I went to college on Long Island while she went to school in Olympia. We started writing long letters. I wanted to feel close to her. I wanted to feel the immediacy of her company as I had known it while talking to her on her couch in her living room or when I'd walked her home after we'd gone to see The Graduate. I already knew I wanted to be a writer. Perhaps I could close that 3,000-mile gap through the power of the written word.

Being a young writer, I was also an impatient writer. I wanted my letters to travel what seemed like the fastest and easiest route between my heart and hers. To do this I would need to feel something immediately and acutely. And so I complained. I complained about how few friends I had, about how flat the stories I was writing seemed to me, about the weather on Long Island. Yet no matter how many adjectives I poured onto the page, no matter how detailed I was in chronicling my misery, I could not find again what lit in me every time she answered my knock on her front door.

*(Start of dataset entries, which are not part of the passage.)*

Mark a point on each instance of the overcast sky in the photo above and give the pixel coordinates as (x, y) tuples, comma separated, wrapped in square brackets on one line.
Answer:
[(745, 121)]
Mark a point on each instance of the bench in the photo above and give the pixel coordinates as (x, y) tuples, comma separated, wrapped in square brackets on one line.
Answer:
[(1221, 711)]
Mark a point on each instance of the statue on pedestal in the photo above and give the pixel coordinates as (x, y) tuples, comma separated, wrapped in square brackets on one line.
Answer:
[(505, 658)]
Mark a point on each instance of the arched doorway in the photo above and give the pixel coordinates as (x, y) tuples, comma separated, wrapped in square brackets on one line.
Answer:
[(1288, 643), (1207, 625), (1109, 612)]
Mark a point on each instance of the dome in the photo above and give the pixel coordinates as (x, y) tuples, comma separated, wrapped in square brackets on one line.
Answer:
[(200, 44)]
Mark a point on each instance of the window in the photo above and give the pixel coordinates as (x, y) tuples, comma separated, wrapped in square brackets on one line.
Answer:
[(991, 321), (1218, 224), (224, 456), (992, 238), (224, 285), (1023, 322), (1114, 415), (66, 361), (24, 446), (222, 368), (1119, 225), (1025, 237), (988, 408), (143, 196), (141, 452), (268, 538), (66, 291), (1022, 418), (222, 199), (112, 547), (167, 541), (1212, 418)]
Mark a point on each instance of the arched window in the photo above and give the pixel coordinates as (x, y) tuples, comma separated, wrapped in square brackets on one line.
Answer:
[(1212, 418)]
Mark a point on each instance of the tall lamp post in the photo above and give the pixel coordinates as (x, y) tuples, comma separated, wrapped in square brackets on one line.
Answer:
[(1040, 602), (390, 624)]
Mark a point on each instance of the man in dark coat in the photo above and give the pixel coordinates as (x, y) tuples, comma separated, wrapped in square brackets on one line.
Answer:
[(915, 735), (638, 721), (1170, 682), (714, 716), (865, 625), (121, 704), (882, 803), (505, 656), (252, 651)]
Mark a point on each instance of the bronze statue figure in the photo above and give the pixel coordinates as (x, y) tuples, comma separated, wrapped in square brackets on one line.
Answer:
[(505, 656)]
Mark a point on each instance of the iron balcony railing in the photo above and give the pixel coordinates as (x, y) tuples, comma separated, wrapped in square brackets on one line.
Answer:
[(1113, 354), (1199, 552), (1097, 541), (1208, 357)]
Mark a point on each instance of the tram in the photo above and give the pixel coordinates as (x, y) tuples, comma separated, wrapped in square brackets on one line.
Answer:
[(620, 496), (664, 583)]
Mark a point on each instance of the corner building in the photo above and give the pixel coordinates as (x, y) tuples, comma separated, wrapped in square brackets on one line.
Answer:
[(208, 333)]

Twenty-five years later I found myself writing letters of a different kind. These were called blogs, but they really were love letters to strangers. By this time, that girl and I had found each other again and married and had two boys. Circumstance, I began to understand, could not actually pluck anything of value from my world. I just needed to learn where to look for it.

I wanted the little essays and stories I wrote in my blog to inspire writers, to remind them why the very act of writing was always worthy of their time and attention regardless of rejection letters or the market or advances. I knew how easy it was for writers to bond with one other through complaint. We all dislike rejection, and we'd all like to sell more, and we'd all like the stories to come easier.

But I also knew how it felt to open the door to my imagination and find a story I loved to tell waiting for me. I knew how good it felt to spend time in the company of that story, to hear what it had to say and learn where it wanted to go. I decided to write as a kind of invitation to other writers to join me in a place where the enduring value of having a story we loved to tell was more important than the passing disappointment of rejection letters or sagging sales.

There is a kind of vulnerability and naïveté to optimism; it is not interested in fixing problems. I know how easy it is to see problems all around me, to believe that what I desire most has left my world. What a strange thing for a writer to believe. I can find what I love most while alone at my desk facing a perfectly blank page. There I remember again where to look for what I want, and remember what it feels like to find it, and that the bond of friendship is always love and never fear.